It’s natural for things to change, but it is important not to allow change to make you worse off than before. This is known as progress. For MSPs, the evolutionary change can be tracked as far back as when they were VARs desperately trying to find a better business model than reselling product. Most VARs have found the managed services business model to be their ticket out of low margin and unpredictable revenue.
Since 2009, MSPs have been faced with another inflection point where they must choose how they will change; to adopt new service and business model techniques, or do nothing and risk irrelevance, or worse. The MSPs that chose to adopt to the cloud computing mania that emerged in 2008 have faced numerous opportunities and challenges. Perhaps the most significant challenge MSPs have faced deals with the role MSPs enjoy with their customers in this new cloud era.

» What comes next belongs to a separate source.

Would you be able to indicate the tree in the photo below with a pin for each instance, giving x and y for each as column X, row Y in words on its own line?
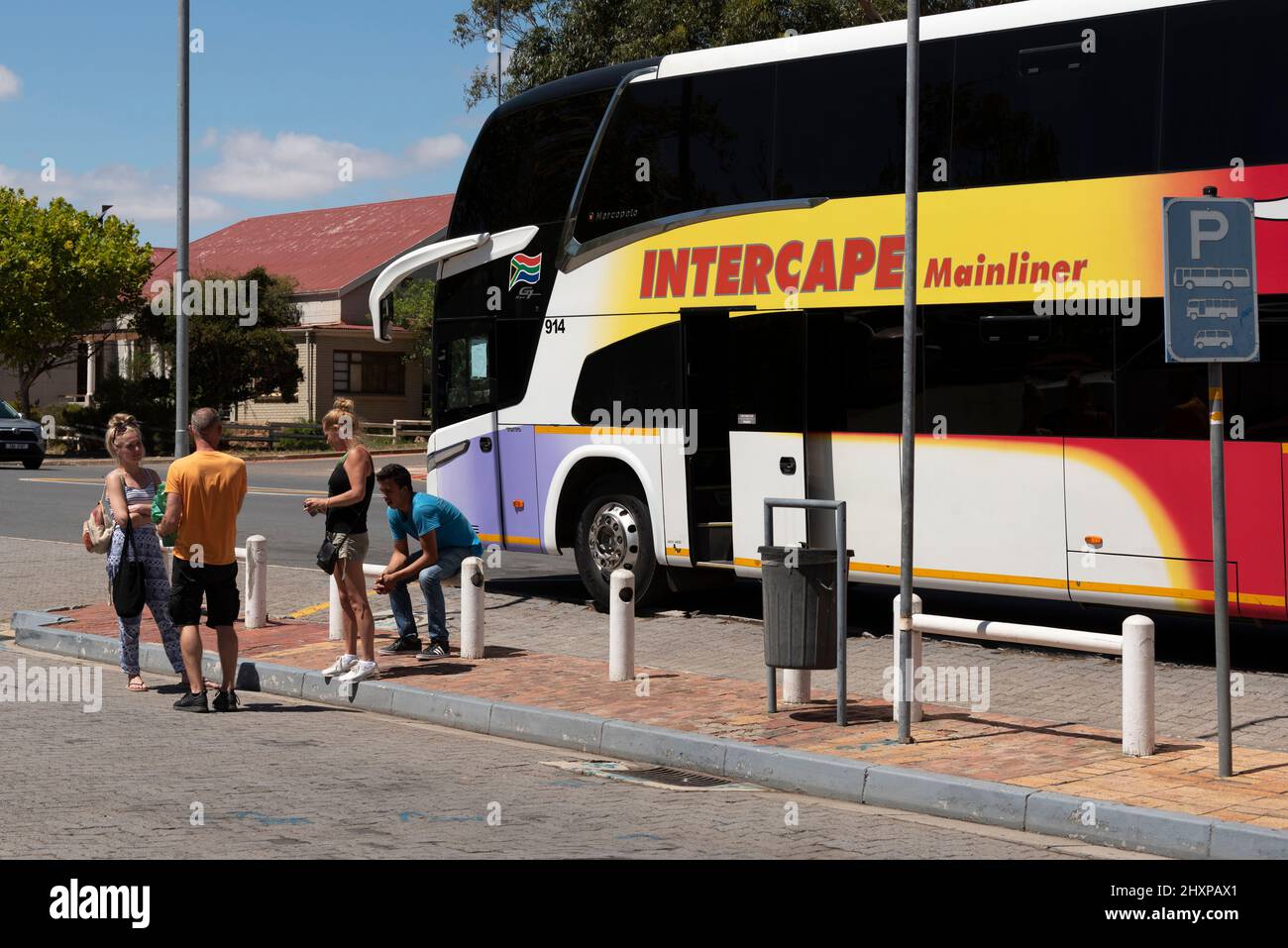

Don’t Let Cloud Make You Irrelevant
Cloud computing, for all the good it has brought, has also forced MSPs to decide how they will interact with their customers: as trusted advisors or brokers of commodity cloud services. Some MSPs have chosen the commodity path and now find themselves facing difficult decision in the future.
Cloud was never about a long term strategy. It was a short term and immediate fix to an urgent economic problem facing the majority of businesses in 2008-2009. MSPs should never forget their function in the world, as trusted advisors who wield great influence with their customers.
Having a cloud strategy and offers customers choice without relegating the MSP to a mere reseller agent is the end goal. An MSP’s cloud offering should balance their high value services with their lower margin products. This is the way it has always been, AMD hopefully, the way it will continue to be.
MSPs who make the majority of their offerings commodity cloud offerings risk everything. Not only will the MSP face economic challenges as a result of this strategy, they risk losing the respect and trust of the customers.